L’analyse des pratiques en ligne permet également de sortir du prisme individuel de l’engagement citoyen pour venir interroger la dimension collective des pratiques politiques en ligne, les dynamiques du « faire public » peuvent ainsi être questionnées : l’entrée dans la controverse se fait-elle systématiquement par les intérêts particuliers ? Ne voit-on pas apparaître d’autres ressorts de l’engagement ?
AXE 3 : Positionnement épistémologique du chercheur
Jean-Baptiste Legavre dans son article intitulé : La «neutralité» dans l'entretien de recherche, retour personnel sur une évidence » (Legrave, 1996) s’étonne que peu de texte existe sur la «cuisine» de l'entretien de recherche, ses effets, son «traitement» (comment établir le premier contact, définir la situation, faire oublier le magnétophone quand on se trouve devant un acteur réticent, jouer avec le temps de l'entretien dont on ne connaît pas toujours a priori sa longueur, contenir la violence de certains interviewés, etc… ?). Deux raisons sont invoquées par l’auteur pour expliquer ce manque dans la littérature académique : la «gêne» des chercheurs à montrer la réalité des interactions (pas forcément favorable au questionneur) et « la croyance en la neutralité de l'enquêteur et la possibilité de se situer dans un contexte sans interférences. ». Or, il existe bel et bien un « effet enquêteur » c'est-à-dire une influence de l’enquêteur sur les réponses ou plus largement le discours recueilli. Nous souhaitons ici réfléchir sur cet « effet enquêteur » notamment dans le cas de recherches sur le numérique. Quels sont les avantages et limites des outils de communication numérique pour la menée d’entretiens ? Comment appréhender les spécificités de l’entretien à distance ?
Pour comprendre ce qui se passe derrière l’interface, analyser les pratiques et les stratégies, le chercheur doit souvent s’impliquer sur son terrain d’enquête à travers par exemple des observations participantes ou des « recherches-actions ». Les chercheurs, au vue de leur expertise, sont souvent sollicités par les praticiens en tant que concepteurs des dispositifs ou comme garant de leur bon fonctionnement.

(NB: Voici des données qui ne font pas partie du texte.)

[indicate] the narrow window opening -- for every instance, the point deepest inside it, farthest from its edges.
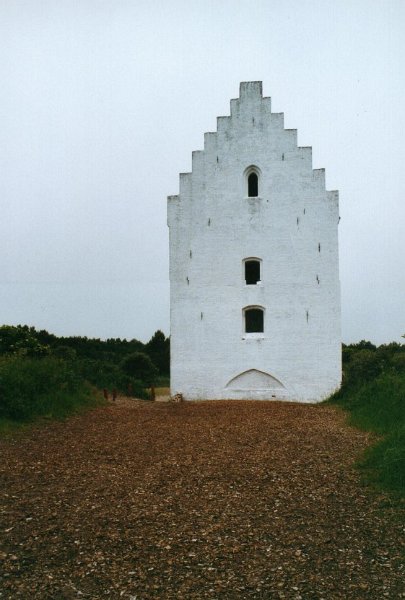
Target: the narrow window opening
(254, 321)
(253, 185)
(252, 272)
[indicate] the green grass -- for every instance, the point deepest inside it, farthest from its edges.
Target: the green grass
(33, 388)
(379, 406)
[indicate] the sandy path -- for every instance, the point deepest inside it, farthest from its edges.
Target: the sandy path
(195, 500)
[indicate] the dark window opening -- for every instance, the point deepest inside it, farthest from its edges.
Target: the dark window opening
(252, 272)
(254, 321)
(253, 185)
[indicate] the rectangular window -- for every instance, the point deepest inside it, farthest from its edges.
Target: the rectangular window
(254, 320)
(252, 272)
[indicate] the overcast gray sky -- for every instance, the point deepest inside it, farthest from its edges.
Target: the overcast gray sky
(102, 103)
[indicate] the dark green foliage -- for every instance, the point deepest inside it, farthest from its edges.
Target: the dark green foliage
(158, 348)
(103, 374)
(140, 366)
(373, 392)
(21, 340)
(31, 387)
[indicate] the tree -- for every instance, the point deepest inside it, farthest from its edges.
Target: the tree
(139, 366)
(158, 348)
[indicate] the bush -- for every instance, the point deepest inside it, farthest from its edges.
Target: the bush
(379, 406)
(31, 387)
(107, 375)
(139, 366)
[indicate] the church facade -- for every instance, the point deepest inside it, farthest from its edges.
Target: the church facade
(254, 274)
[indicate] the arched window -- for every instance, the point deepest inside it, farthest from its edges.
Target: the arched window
(252, 181)
(253, 185)
(252, 271)
(254, 319)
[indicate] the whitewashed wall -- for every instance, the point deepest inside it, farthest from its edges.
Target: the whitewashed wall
(292, 227)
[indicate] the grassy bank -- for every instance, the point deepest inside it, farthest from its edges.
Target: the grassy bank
(379, 406)
(31, 388)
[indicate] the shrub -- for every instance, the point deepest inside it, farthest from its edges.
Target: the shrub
(379, 406)
(31, 387)
(139, 366)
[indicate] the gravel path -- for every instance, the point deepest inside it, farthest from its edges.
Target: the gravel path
(226, 500)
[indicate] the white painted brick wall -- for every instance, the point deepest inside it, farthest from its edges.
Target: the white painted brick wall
(214, 227)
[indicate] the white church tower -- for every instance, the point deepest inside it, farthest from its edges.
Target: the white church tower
(254, 275)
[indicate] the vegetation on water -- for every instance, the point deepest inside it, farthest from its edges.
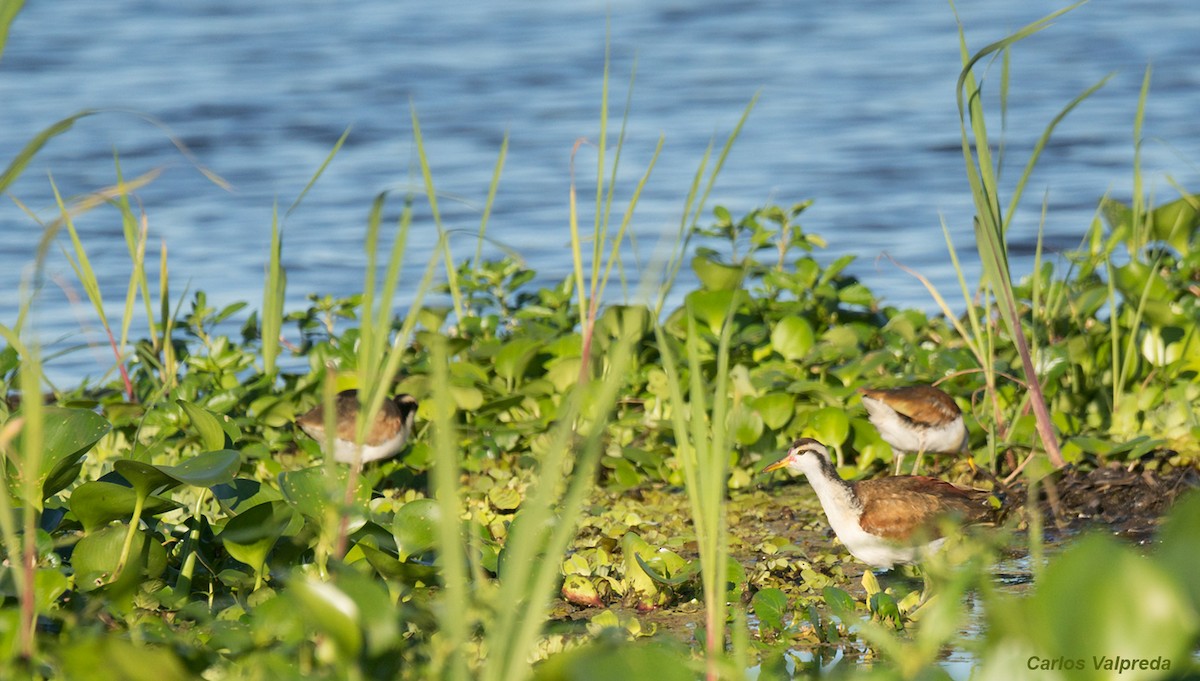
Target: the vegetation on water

Cette implication sur le terrain qui induit une co-construction de l’objet de recherche, requiert une certaine réflexivité (Bourdieu, Chamboredon, Passeron, 1968) afin d’expliciter les avantages et les limites d’une telle posture. Dans ces conditions, il est en effet plus difficile pour le chercheur de considérer les faits sociaux comme des choses et d'en chercher les causes et les effets sans risquer de faire intervenir des causes subjectives (Durkheim, 1895). La neutralité axiologique de l’enquêteur est mise en discussion. Le « chercheur embarqué », peut-il réellement analyser les dispositifs qu’il a conçus ? Y-a-t-il des gardes-fous méthodologiques à respecter ? Nous souhaitons ici nous interroger à travers la présentation de retours d’expériences qui permettront de mieux définir la posture épistémologique induite par ce type de démarches.
Références citées :
Blanchard G. (2007), La communication politique partisane sur Internet : des pratiques et des stratégies nouvelles?, Thèse de doctorat en Sciences de l’Information et de la Communication, sous la direction d’Isabelle Pailliart, GRESEC, Université Stendhal Grenoble 3.
Benvegnu, N. (2006), « Le débat public en ligne. Comment s'équipe la démocratie dialogique? », Politix, vol.3, n°75, p.103-124, 2006.
Bourdieu P., Chamboredon J.-C., Passeron J.-C. (1968), Le Métier de sociologue, préalables épistémologiques, Paris, Mouton - Bordas.
Callon M., Lascoumes P., Barthes Y. (2001), Agir dans un monde incertain. Essai sur la démocratie technique, Paris, Seuil.
Cardon D. (2010), La démocratie Internet, La République des idées, Paris.
Coleman S. (2005), “New Mediation and Direct Representation: Reconceptualizing Representation in the Digital Age”, New Media and Society, vol. 7, n°2, p. 177-198.
Durkheim E. (2009 [1984]), Les Règles de la méthode sociologique, Paris, Payot, coll. "Petite Bibliothèque Payot".
Ethuin N., Lefebvre R. (2002), « Les balbutiements de la cyberdémocratie électorale. Contribution à une analyse des usages politiques d’Internet : le site de Martine Aubry lors des élections municipales de mars 2001 », in Serfaty V. (dir.), L’Internet politique, des Etats-Unis à l’Europe, Strasbourg, Presses universitaires de Strasbourg.
Greffet F., (2007), « Les blogs politiques: enjeux et difficultés de recherche à partir de l'exemple français”, Communication, vol.25, n°2, p.200-211
Kaplan A. H., Haenlein M. (2010), « Users of the world, unite! The challenges and opportunities of Social Media ». Business Horizons, vol. 53, 2010, p. 59-68.
Monnoyer-Smith L. (2011), « La participation en ligne, révélateur d'une évolution des pratiques politiques ? », Participations, n°1, p. 156-185.
Legrave J.-B. (1996), « La «neutralité» dans l'entretien de recherche, Retour personnel sur une évidence », Persée, n°35.
Small T. A. (2008), « The Facebook Effect? On-line Campaigning in the 2008 Canadian and US Elections». Policy Options.
Small T. A. (2010), « La politique canadienne en 140 caractères : la vie des partis dans l’univers Twitter ». Revue parlementaire canadienne.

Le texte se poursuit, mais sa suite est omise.